Back at the hotel, we again found the pool and hot tub filled to the brim with little bodies and big bodies. Although MY aching body wanted those bubbles, my mind and good sense said, “Nope. Not tonight.” As we settled in for the evening, we watched the documentary RBG on the life and living legacy of Ruth Bader Ginsberg, a woman who was not afraid of a challenge, and one who found a way to achieve her dreams despite many obstacles. I looked down at the half-dozen bruises on my legs, and smiled as I remembered the crazy fat tire ride that almost killed me. Or so I thought at the time.
We took it easy on our final day. Another 8:00 a.m. hot tub visit proved to be just the ticket for my sore muscles. Lunch in the igloo at the Hoplot in Suttons Bay was “cool” and delicious. I could almost hear Tim Allen doing one of his "Pure Michigan" commercials as we savored our lunch, and later warmed our feet by the fire. After lunch, we wandered through the gift shops downtown in Traverse City. At Cherry Republic, we tasted chocolate covered cherries, cherry salsa and hard cherry cider.
We crossed a couple more wineries off of our list. The last one we visited was Mari Vineyards on Old Mission. Looking like a castle, overlooking the vineyards and the bay, it was quite striking. We sipped slowly, as the last bit of Merlot drained from the glass. We knew the best way to taste wine was to let it linger. The finish was perfect, allowing the sweetness to remain long after the wine was gone.
We stepped outside and looked out over the frozen bay, imagining what the scene looked like in the summer.
“We’ll have to come back when the snow is gone,” I said, “with our own bikes.”
“Definitely,” Tom agreed, with a dreamy look in his eyes.
I reached for his glove with my mitten-covered hand, leaned in, and kissed him on the cheek and said "Thanks for the adventure, my love."

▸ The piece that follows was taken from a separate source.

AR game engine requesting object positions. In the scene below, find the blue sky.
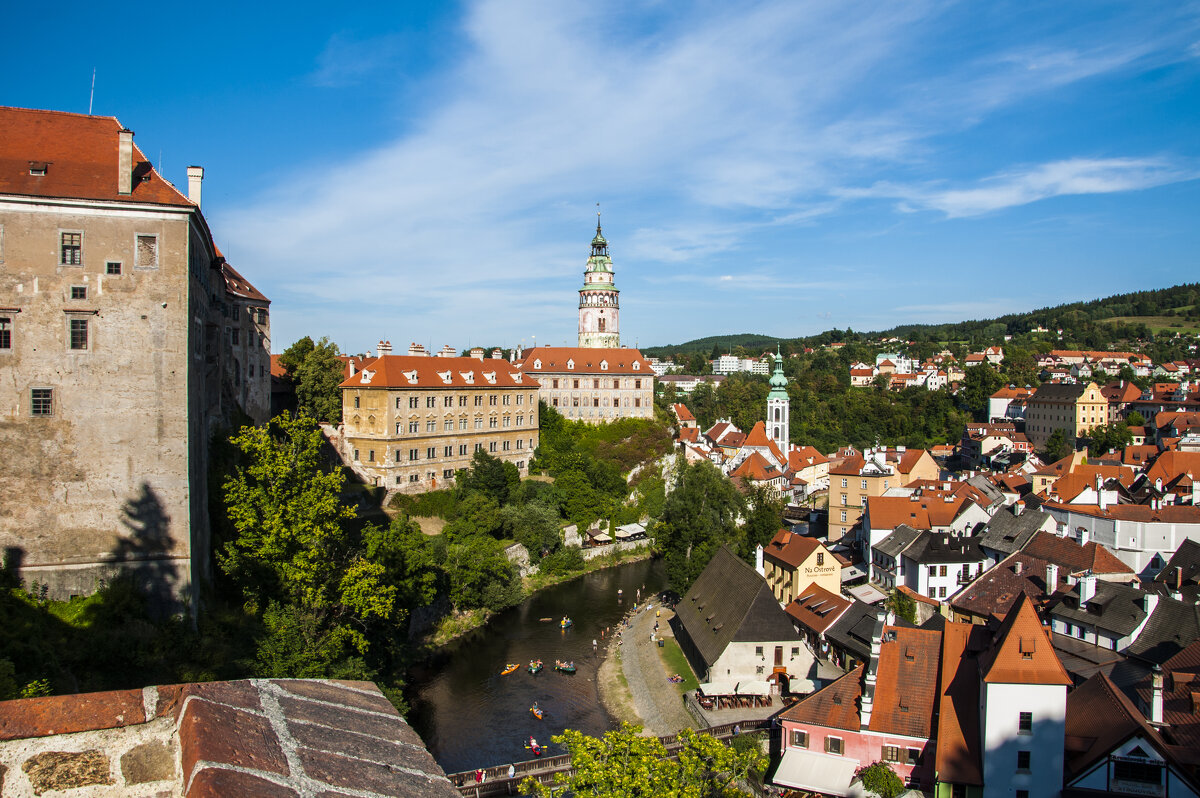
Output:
[0,0,1200,352]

A week later, Lady Gaga accepted her first Oscar, and gave us these very fitting, inspiring words:
"I've worked hard for a long time, and it's not about winning. But what it's about is not giving up. If you have a dream, fight for it. There's a discipline for passion. And it's not about how many times you get rejected or you fall down or you're beaten up. It's about how many times you stand up and are brave and you keep on going."